The Training Ground of Grace
PAUL WRITES, “For the grace of God has appeared, bringing salvation for all people, training us to renounce ungodliness and worldly passions, and to live self-controlled, upright, and godly lives in the present age, waiting for our blessed hope, the appearing of the glory of our great God and Savior Jesus Christ, who gave himself for us to redeem us from all lawlessness and to purify for himself a people for his own possession who are zealous for good works.”
How does God’s grace teach us to say “no” to ungodliness and cause us to be “zealous for good works?”
Often we think of grace as a concept. The traditional definition of grace is “unmerited favor.” We think of Ephesians 2:8-9 that wonderfully reminds us that we are made right with God not by our works, but by God’s grace. None of us deserve his forgiveness and none of us can earn it. It is freely given. That is grace!
And yet, what I notice in this passage is that grace moves from a concept to a person.

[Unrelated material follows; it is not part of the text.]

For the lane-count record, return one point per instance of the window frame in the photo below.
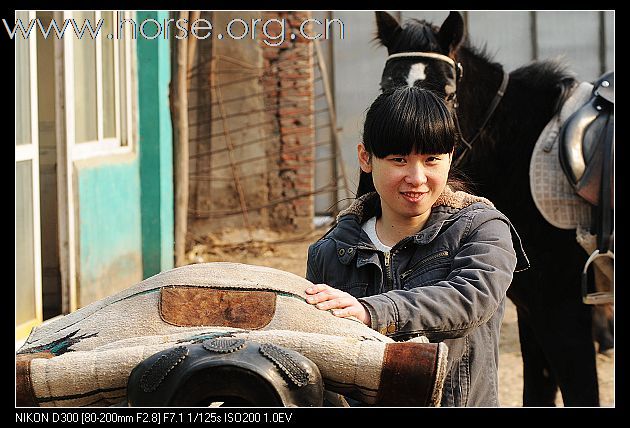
(121, 144)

A key word in this passage is “appear.” This passage begins by saying, “For the grace of God has appeared.” What has “appeared?” It is not a concept that has “appeared.” A person has “appeared.” This person who has “appeared” is later identified as “our great God and Savior Jesus Christ who gave himself for us to redeem us.”
So that is one way God’s grace “trains us.” When we look back at the appearing of Jesus who came and died for our sins, it trains us to “renounce ungodliness and worldly passions.” Out of love for us, Jesus bore our sin on the cross. Those acts of “ungodliness and worldly passions” are the very things that nailed Jesus to the cross. So this trains me to say no to ungodliness.
I think of my relationship with Bonnie, my wife. Conceptually, she is my wife and I want to be a good husband to her. But I am not motivated to love her because of a concept of marriage. Rather, I want to love her because of my relationship with her. I hurt when she hurts. I rejoice when she rejoices. So it is with this grace that has appeared. So it is with Jesus.
The second mention of the word “appear” has to do with a future “appearing.” It says that we “live self-controlled, upright, and godly lives in the present age, waiting for our blessed hope.” What is our blessed hope? Again, it is not a concept, like heaven. Rather, it is a person. Or, as Paul puts it, it is “the appearing of the glory of our great God and Savior Jesus Christ.”
Someday we will see him and when that happens, John tells us in 1 John 3:1-3 that we will be like him. But then, John adds this thought. “Everyone who thus hopes in him purifies himself as he is pure.”
So this is how grace trains us. It points us to a person, Jesus Christ. He appeared and took upon himself the penalty for our sin. So why would I want to continue in sin? And someday, at his appearing, we will see him again. This very truth “purifies us.”
So when you think of “grace,” don’t just think of a concept. Think of Jesus. This is how grace trains us.